Bir önceki yazımda “Türkiye Yönetilemiyor” başlığını atmıştım, bu yazımdaki başlığımı ise doğrudan Cumhurbaşkanı'nın bir kaç gün önce yaptığı açıklamasından aldım. Cumhurbaşkanı yaptığı konuşmada sanayi üretimi, ihracat, işsizlik verilerini kullanarak ülkemizin toparlanma sürecini geride bıraktığını, atılım ve şahlanış dönemine girdiğini belirtti. Türkiye gerçekten atılım ve şahlanış dönemini yaşıyor mu yoksa bunlar “her şey olumlu gidiyor” algısının en üst ağızdan söylenen parçaları mı ? Bilindiği gibi TÜİK, enflasyon, işsizlik gibi verilerden başlayarak kötüye giden hemen her verinin üzerinde özel çalışma yapıyor, iktidarın hoşuna gidecek hale getiriyor diye eleştiriliyor. Meslek örgütleri, sendikalar, muhalefet partileri en önemlisi sokaktaki insan TÜİK verilerine artık inanmıyor. Konunun uzmanları bağımsız hesaplamalar yapıyor ve TÜİK verilerini yalanlıyor. Özellikle enflasyon ve işsizlik verilerinin gerçeği yansıtmadığı apaçık ortada.
Cumhurbaşkanı belki de kendi talimatıyla düzeltilmiş, üzerinde oynanmış bu verileri kullanarak şahlanma dönemine girdiğimizi ilan edebiliyor. Hangi alanda şahlandığımız ya da hangi veriyi kullanarak bu iddiayı dillendirdiğimiz konusu açık değil. Ben de bir çok insanımız gibi bu durumu çok merak ediyorum.

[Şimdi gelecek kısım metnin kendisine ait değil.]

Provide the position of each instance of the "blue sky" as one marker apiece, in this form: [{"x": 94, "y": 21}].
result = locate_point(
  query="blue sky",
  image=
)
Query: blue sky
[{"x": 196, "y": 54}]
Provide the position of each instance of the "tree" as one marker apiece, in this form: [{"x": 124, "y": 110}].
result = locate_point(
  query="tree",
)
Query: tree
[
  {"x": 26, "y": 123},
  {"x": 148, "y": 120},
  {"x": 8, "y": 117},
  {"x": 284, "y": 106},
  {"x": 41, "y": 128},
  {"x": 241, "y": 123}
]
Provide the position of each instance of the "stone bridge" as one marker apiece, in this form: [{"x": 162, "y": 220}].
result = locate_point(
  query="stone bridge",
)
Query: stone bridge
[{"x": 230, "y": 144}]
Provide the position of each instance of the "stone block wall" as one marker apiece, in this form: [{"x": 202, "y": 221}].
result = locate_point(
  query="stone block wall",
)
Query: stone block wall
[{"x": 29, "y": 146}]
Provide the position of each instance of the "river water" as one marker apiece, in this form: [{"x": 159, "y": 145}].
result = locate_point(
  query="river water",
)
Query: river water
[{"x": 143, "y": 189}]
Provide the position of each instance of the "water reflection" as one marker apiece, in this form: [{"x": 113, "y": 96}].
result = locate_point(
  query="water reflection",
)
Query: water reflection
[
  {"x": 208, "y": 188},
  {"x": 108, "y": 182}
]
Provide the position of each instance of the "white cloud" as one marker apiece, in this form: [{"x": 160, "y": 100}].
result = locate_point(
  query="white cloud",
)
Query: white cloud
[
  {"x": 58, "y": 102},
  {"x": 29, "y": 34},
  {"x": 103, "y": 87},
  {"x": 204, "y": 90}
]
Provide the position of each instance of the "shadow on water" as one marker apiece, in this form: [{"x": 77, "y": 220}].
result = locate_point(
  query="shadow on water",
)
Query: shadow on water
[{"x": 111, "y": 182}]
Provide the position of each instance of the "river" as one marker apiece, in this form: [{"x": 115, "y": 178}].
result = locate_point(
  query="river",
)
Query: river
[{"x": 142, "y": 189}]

Hangi Alanda Atılım Yaptık?
Ekonomik alanda , esnafın durumu, emeklinin durumu ortada, asgari ücretle çalışanın, çiftçinin durumu ortada, gerçek enflasyonun ve gerçek işsizliğin rakamları da ortada, bir de hatırlatmak lazım Merkez Bankasının döviz rezervleri de ortada, peki ekonomi nasıl şahlanıyor acaba?
Sağlık alanında, pandemi döneminde gizlenen bilgiler, bir öyle bir böyle alınan kararlar, aşı teminindeki sorunlar, aşılamada yaşanan sıkıntılar ortadayken, hasta garantili şehir hastaneleri yatırımlarında torunlarımıza kadar borçlandırılmışken atılım nerede acaba?

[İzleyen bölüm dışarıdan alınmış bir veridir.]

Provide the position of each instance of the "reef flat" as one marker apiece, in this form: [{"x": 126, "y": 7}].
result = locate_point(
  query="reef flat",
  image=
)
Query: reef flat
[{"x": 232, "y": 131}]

AKP hükümetlerinde bakanı en çok değiştirilen bakanlık Milli Eğitim Bakanlığı. Sekizinci bakan görevde. Her gelen bakan göreve geldiğinde bir öncekinin sistemini değiştirmeye çalıştı.
Eğitim alanında AKP ile geçen on dokuz yılda sonuç berbat. OECD yıllık eğitim endeksinde 38 ülke arasında sondan dördüncüyüz. PISA sonuçlarına göre de OECD ülkeleri ortalamasının altındayız. Öğrencilerimizin, çocuklarımızın eğitim seviyesi diplerde. Okulların ve öğretmenlerin nitelikleri, atanamayan öğretmenlerin durumu da işin başka bir boyutu.Yani eğitimde de bir şahlanma sürecinin içinde olduğumuz söylenemez.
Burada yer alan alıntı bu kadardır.